Dans un article paru dans la revue Foreign Affairs, le politologue Lorinc Redei, critique la nomination des deux nouveaux dirigeants de l’UE, le président du Conseil européen, Donald Tusk, et la Haute représentante pour la politique étrangère, Federica Mogherini, estimant qu’il s’agit d’un “désastre” et que les Vingt-huit “ont collectivement privé l’Union européenne de tout poids dans les affaires mondiales”.
Redei note que “Tusk est peut-être un politicien de talent”, mais “il est très peu probable qu’il devienne l’architecte d’un consensus au niveau du continent” :
Tusk n’est pas connu pour être un bon bâtisseur de coalitions. Ses deux gouvernements en Pologne s’appuyaient sur un seul partenaire à la Chambre basse (et aucun au Sénat). Son prédécesseur, Herman Van Rompuy, avait “des décennies d’expérience” en tant qu’architecte de coalitions dans la politique fédérale de la Belgique.
Ajoutant que Tusk “ne parle pas français et ne maîtrise pas l’anglais” Redei ajoute qu’
il est difficile de croire qu’il pourra imaginer des compromis créatifs parmi ses anciens collègues, si l’on considère les difficultés qu’il a rien qu’à communiquer avec eux dans une langue commune. Le message de sa nomination est clair : les leaders nationaux européens préfèrent qu’une perspective européenne ne vienne pas perturber leur approche basée sur le plus petit commun dénominateur.

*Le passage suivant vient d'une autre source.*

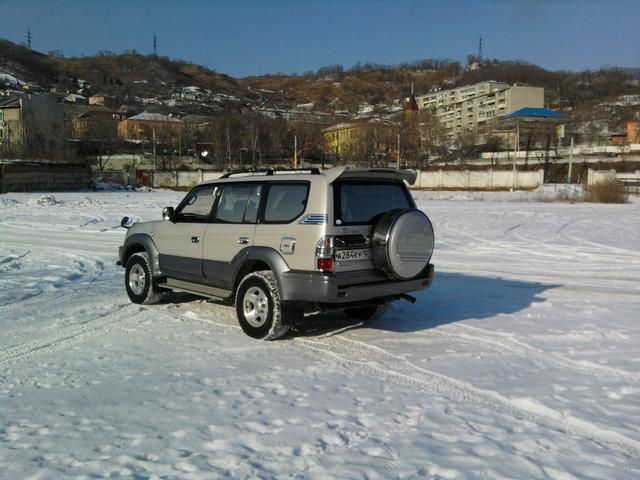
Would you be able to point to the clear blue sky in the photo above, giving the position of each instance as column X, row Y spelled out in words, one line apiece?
column 249, row 37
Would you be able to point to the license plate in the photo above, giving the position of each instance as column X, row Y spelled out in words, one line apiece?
column 353, row 255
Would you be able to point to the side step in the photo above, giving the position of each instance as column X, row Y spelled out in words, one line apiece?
column 196, row 288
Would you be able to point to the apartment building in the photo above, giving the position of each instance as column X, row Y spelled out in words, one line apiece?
column 467, row 109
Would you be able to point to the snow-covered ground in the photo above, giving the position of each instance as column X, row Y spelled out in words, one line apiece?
column 522, row 360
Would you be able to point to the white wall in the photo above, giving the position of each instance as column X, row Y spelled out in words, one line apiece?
column 481, row 180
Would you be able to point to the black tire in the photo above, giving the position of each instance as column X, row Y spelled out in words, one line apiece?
column 402, row 243
column 138, row 280
column 365, row 313
column 259, row 308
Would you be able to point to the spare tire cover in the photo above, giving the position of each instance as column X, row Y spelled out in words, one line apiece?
column 402, row 243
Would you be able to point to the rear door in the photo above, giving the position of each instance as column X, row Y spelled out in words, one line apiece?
column 358, row 204
column 231, row 231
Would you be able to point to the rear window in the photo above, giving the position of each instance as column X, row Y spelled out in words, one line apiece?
column 361, row 203
column 285, row 202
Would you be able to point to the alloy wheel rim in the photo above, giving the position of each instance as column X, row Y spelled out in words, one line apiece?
column 137, row 279
column 255, row 306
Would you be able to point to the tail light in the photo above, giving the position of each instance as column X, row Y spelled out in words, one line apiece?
column 324, row 253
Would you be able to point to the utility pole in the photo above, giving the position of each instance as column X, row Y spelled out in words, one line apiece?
column 516, row 148
column 228, row 147
column 153, row 133
column 570, row 160
column 398, row 159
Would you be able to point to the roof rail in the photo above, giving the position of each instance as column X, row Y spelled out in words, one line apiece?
column 271, row 171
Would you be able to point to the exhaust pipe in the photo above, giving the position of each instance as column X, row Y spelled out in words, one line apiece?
column 408, row 298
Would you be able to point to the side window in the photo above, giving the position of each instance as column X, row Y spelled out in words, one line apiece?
column 285, row 202
column 196, row 207
column 251, row 212
column 233, row 202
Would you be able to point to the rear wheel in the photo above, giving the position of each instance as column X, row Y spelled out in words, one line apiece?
column 259, row 308
column 138, row 280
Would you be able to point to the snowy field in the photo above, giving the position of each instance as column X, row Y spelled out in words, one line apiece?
column 521, row 362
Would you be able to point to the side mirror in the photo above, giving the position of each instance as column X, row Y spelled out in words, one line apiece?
column 126, row 222
column 167, row 213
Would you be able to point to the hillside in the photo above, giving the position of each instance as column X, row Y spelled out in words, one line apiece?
column 329, row 88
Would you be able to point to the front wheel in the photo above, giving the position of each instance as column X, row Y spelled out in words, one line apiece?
column 138, row 280
column 259, row 307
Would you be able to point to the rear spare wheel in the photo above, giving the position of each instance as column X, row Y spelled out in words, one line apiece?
column 402, row 243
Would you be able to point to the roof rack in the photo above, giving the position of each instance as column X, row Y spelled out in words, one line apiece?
column 271, row 171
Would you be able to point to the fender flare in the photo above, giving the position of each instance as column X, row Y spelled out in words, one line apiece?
column 133, row 243
column 267, row 255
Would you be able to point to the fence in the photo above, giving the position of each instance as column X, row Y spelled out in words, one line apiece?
column 438, row 179
column 629, row 180
column 479, row 179
column 37, row 177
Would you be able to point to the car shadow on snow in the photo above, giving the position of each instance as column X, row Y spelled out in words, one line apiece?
column 453, row 297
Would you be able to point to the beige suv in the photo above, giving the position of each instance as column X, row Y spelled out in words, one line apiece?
column 279, row 240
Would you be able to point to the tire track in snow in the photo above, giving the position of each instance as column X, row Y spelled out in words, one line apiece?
column 507, row 343
column 374, row 361
column 69, row 335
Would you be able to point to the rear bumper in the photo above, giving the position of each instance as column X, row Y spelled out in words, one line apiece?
column 317, row 287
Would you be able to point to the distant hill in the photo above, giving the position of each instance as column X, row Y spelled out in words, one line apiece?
column 330, row 88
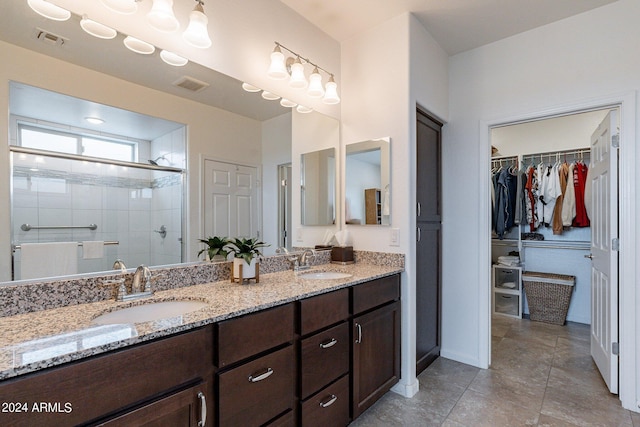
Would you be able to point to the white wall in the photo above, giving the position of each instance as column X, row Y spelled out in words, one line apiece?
column 243, row 35
column 210, row 131
column 380, row 101
column 576, row 61
column 276, row 150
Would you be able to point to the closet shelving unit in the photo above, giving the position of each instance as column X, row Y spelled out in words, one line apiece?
column 507, row 300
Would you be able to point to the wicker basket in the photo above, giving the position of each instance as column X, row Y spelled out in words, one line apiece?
column 548, row 296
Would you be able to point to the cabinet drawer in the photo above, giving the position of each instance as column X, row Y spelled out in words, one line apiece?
column 375, row 293
column 110, row 382
column 323, row 310
column 246, row 336
column 255, row 392
column 330, row 407
column 506, row 304
column 324, row 357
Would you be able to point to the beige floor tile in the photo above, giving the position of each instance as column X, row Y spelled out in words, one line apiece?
column 479, row 410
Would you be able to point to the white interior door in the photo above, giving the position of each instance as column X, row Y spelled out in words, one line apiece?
column 231, row 203
column 603, row 175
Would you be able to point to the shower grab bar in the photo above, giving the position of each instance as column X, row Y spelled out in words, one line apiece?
column 106, row 243
column 27, row 227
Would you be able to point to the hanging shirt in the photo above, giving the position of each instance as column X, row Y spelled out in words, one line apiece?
column 569, row 200
column 563, row 174
column 579, row 180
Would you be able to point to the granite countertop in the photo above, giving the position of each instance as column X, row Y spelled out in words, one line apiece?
column 34, row 341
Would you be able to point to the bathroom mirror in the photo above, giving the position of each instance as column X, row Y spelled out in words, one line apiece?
column 318, row 187
column 367, row 183
column 226, row 133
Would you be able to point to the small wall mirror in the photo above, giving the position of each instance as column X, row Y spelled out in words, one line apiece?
column 368, row 182
column 318, row 187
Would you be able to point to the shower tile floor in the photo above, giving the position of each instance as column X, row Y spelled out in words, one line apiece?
column 540, row 375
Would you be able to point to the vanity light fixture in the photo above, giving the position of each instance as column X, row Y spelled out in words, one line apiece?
column 97, row 29
column 124, row 7
column 94, row 120
column 282, row 68
column 197, row 34
column 331, row 93
column 173, row 59
column 138, row 46
column 49, row 10
column 270, row 96
column 162, row 18
column 304, row 110
column 250, row 88
column 287, row 104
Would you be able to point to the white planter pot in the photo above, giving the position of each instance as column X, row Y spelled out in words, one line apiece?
column 248, row 270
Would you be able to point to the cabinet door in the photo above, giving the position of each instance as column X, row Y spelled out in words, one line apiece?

Pendant ce temps, la ministre italienne des Affaires étrangères, Federica Mogherini
manque de deux des caractéristiques essentielles pour devenir le porte-parole efficace de la politique étrangère de l’UE : une stature de leader et une stature internationale. […] Mogherini n’a aucune expérience des institutions complexes de l’Union. Elle n’a pas d’expérience directe de la bureaucratie du Service européen d’action extérieure et des ses pièges. […] Elle n’occupe des postes électifs que depuis six ans et elle n’est pas connue en dehors de l’Europe. Les gouvernements étrangers pourront difficilement la prendre au sérieux.
De plus, estime encore Redei, la gestion de la part du Conseil européen de la crise en Ukraine a été “aussi peu satisfaisante qu’insuffisante pour dissuader le président russe Vladimir Poutine de nouvelles agressions”.
Pour l’auteur, le dernier sommet européen prouverait que les dirigeants de l’UE
sont préoccupés de ne pas confier les postes-clé de l’Union à des personnalités de haut profil qui pourraient mettre à mal leurs intérêts nationaux au nom d’un intérêt commun supérieur européen. […] En nommant des personnalités de bas profil à des postes importants, les dirigeants européens sapent leur propre capacité à appréhender les grands défis de notre temps, comme la résurgence de l’expansionnisme russe.
Le sommet de fin août a ainsi donne le “feu vert” à la Russie pour poursuivre l’escalade dans ses attaques en Ukraine, estime enfin Redei, montrant aux Etats-Unis que l’UE n’est pas capable d’être à la hauteur de ses responsabilités :
Seuls, les membres de l’UE manquent de puissance. Ensemble, ils manquent d’ambition. Et dans les deux cas, Poutine est sur le point de les mener en bateau.